Son ton, brisé et suppliant, a suffi à me faire obéir sans poser de questions. Trois heures plus tôt. Tout avait pourtant si bien commencé. Depuis trois mois, Lily était entrée dans ma vie comme une bouffée d’air frais. Je l’avais rencontrée par hasard dans un café,
alors que je commandais mon éternel café noir, amer et sans fioritures. Elle, en revanche, était tout mon opposé – lumineuse, spontanée, avec ce sourire éclatant qui semblait défier la grisaille du monde. — Tu as l’air d’avoir besoin de quelque chose de plus fort qu’un café,
m’avait-elle dit en riant. Quelques échanges, un rendez-vous, puis un autre… Et voilà que ce soir, Chloé et moi étions invités chez elle pour la première fois. Une grande étape. — Regarde, Papa ! Elle a des guirlandes comme des étoiles !
Les yeux émerveillés, Chloé pointait du doigt les petites lumières dorées qui scintillaient sur le balcon de Lily. — C’est joli, hein ? lui avais-je répondu avec un sourire. Dès que la porte s’est ouverte, Lily nous a accueillis avec son énergie habituelle.
— Entrez vite avant de geler ! L’appartement lui ressemblait : chaleureux, coloré, débordant de vie. Un petit sapin brillait encore dans un coin, bien qu’on soit déjà en janvier. Chloé était aux anges. — Tu aimes les jeux vidéo ? lui a proposé Lily.
J’ai une vieille console dans ma chambre, si tu veux essayer. — Vraiment ?! s’est-elle écriée avec excitation. Elle a filé à toute vitesse dans le couloir, et Lily et moi sommes restés dans la cuisine, enveloppés dans les délicieuses odeurs d’ail et de romarin.
— Alors, dis-moi, ai-je lancé en souriant, des histoires embarrassantes de ton enfance à partager ? Elle a éclaté de rire. — Oh, il y en a des tonnes… Mais d’abord, à toi de jouer ! Nous étions en train de plaisanter quand Chloé est soudain réapparue dans l’embrasure de la porte.
Elle était livide. Ses lèvres tremblaient, ses petites mains crispées sur le bas de son pull. — Papa… Sa voix était si faible que j’ai à peine entendu. — Qu’est-ce qu’il y a, ma puce ? Elle a jeté un regard paniqué derrière elle, vers le couloir plongé dans l’ombre.

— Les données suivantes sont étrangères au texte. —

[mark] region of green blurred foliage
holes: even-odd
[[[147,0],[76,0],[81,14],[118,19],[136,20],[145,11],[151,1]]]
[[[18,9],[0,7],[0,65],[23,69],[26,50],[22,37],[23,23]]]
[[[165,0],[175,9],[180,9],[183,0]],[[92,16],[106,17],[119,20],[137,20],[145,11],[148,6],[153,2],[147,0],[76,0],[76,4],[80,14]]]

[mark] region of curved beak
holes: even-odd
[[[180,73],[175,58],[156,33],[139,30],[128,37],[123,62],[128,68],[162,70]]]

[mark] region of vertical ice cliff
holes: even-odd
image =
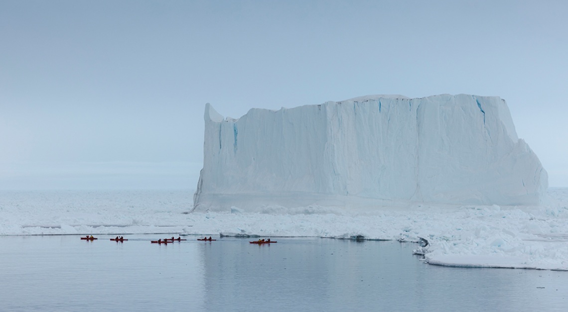
[[[198,210],[365,200],[538,204],[548,175],[505,101],[368,96],[239,119],[205,107]]]

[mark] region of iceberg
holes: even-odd
[[[371,95],[238,119],[205,107],[195,211],[423,202],[540,205],[548,174],[506,102]]]

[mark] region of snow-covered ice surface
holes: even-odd
[[[179,233],[392,239],[429,263],[568,270],[568,188],[542,206],[395,202],[349,210],[264,206],[193,212],[189,191],[0,191],[0,234]],[[410,255],[409,255],[409,256]]]
[[[538,205],[548,184],[505,101],[371,95],[224,118],[206,105],[198,211],[380,201]],[[376,201],[373,203],[373,201]],[[353,205],[354,204],[354,205]]]

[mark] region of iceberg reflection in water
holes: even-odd
[[[396,242],[279,238],[150,244],[2,237],[6,311],[560,310],[568,272],[446,268]],[[163,236],[163,235],[162,235]],[[126,238],[126,235],[125,235]]]

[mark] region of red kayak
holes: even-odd
[[[275,241],[270,241],[270,242],[266,242],[266,241],[259,242],[258,241],[254,241],[254,242],[249,242],[249,243],[250,243],[251,244],[258,244],[259,245],[261,245],[262,244],[270,244],[272,243],[278,243],[278,242]]]

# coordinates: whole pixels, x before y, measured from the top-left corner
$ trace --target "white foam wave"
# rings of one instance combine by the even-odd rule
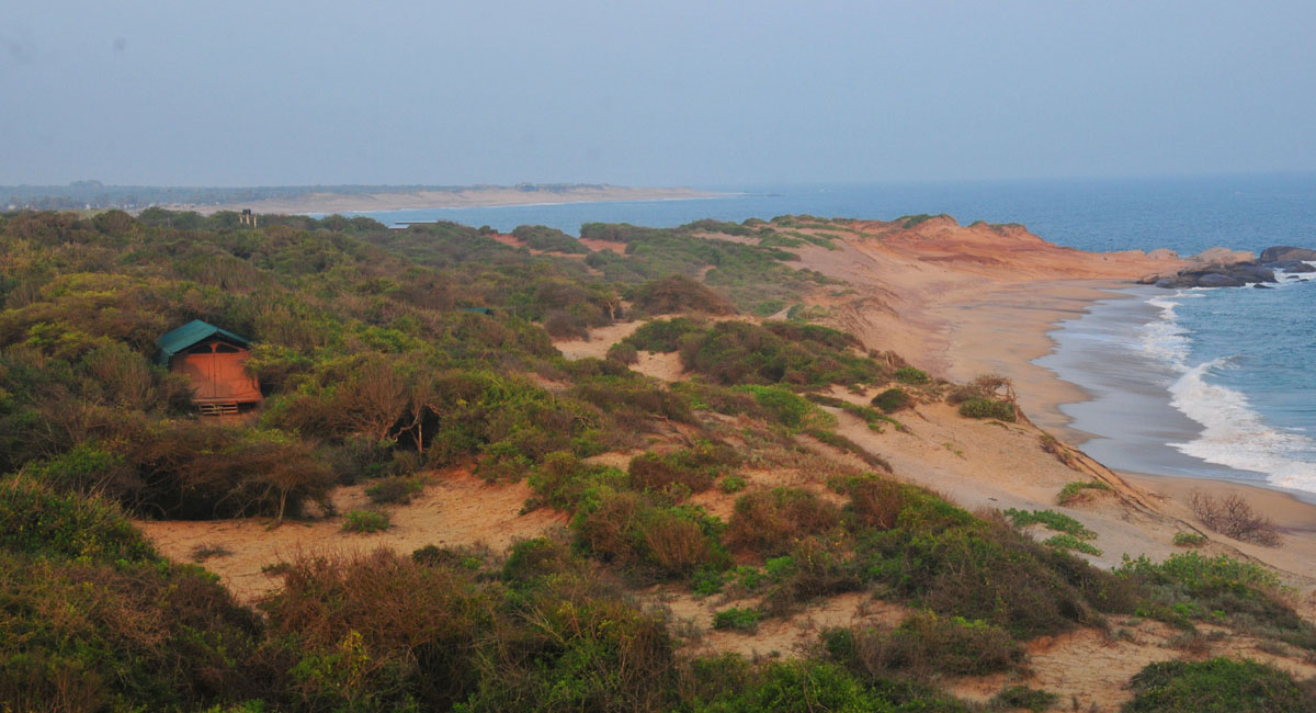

Puis elle s’est approchée à petits pas, comme si elle avait peur que quelqu’un l’entende. — Il faut partir, Papa, tout de suite, a-t-elle chuchoté. — Pourquoi ? Qu’est-ce qui ne va pas ? Elle a levé les yeux vers moi, terrifiée.
— Dans son placard… il y a… des têtes. Des vraies têtes ! Elles m’ont regardée… Mon cœur s’est arrêté. — Quoi ? — Des têtes humaines ! a-t-elle sangloté en s’accrochant à moi. S’il te plaît, Papa, on doit s’en aller !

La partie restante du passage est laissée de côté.